The DNA sequences that the researchers inserted in this study were up to 36,000 base pairs long, but they believe even longer sequences could also be used. A human gene can range from a few hundred to more than 2 million base pairs, although for therapeutic purposes only the coding sequence of the protein needs to be used, drastically reducing the size of the DNA segment that needs to be inserted into the genome.

“The ability to site-specifically make large genomic integrations is of huge value to both basic science and biotechnology studies. This toolset will, I anticipate, be very enabling for the research community,” says Prashant Mali, a professor of bioengineering at the University of California at San Diego, who was not involved in the study.

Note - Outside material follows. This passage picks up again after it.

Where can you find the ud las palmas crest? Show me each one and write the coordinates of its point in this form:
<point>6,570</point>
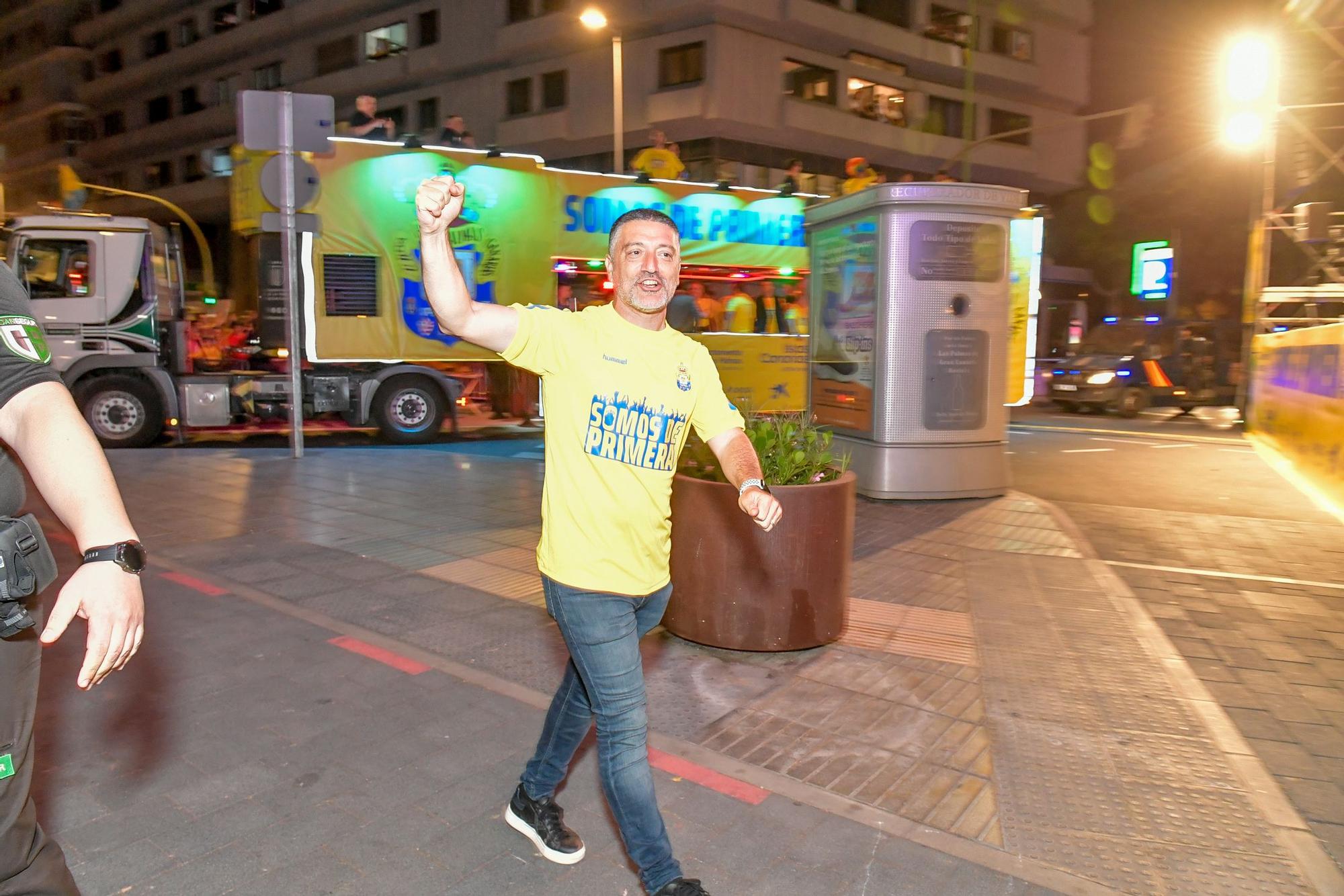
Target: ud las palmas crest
<point>24,338</point>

The researchers are now further exploring the possibility of using this tool as a possible way to replace the defective cystic fibrosis gene. This technique could also be useful for treating blood diseases caused by faulty genes, such as hemophilia and G6PD deficiency, or Huntington’s disease, a neurological disorder caused by a defective gene that has too many gene repeats.

The researchers have also made their genetic constructs available online for other scientists to use.

“One of the fantastic things about engineering these molecular technologies is that people can build on them, develop and apply them in ways that maybe we didn’t think of or hadn’t considered,” Gootenberg says. “It’s really great to be part of that emerging community.”

The research was funded by a Swiss National Science Foundation Postdoc Mobility Fellowship, the U.S. National Institutes of Health, the McGovern Institute Neurotechnology Program, the K. Lisa Yang and Hock E. Tan Center for Molecular Therapeutics in Neuroscience, the G. Harold and Leila Y. Mathers Charitable Foundation, the MIT John W. Jarve Seed Fund for Science Innovation, Impetus Grants, a Cystic Fibrosis Foundation Pioneer Grant, Google Ventures, Fast Grants, the Harvey Family Foundation, and the McGovern Institute.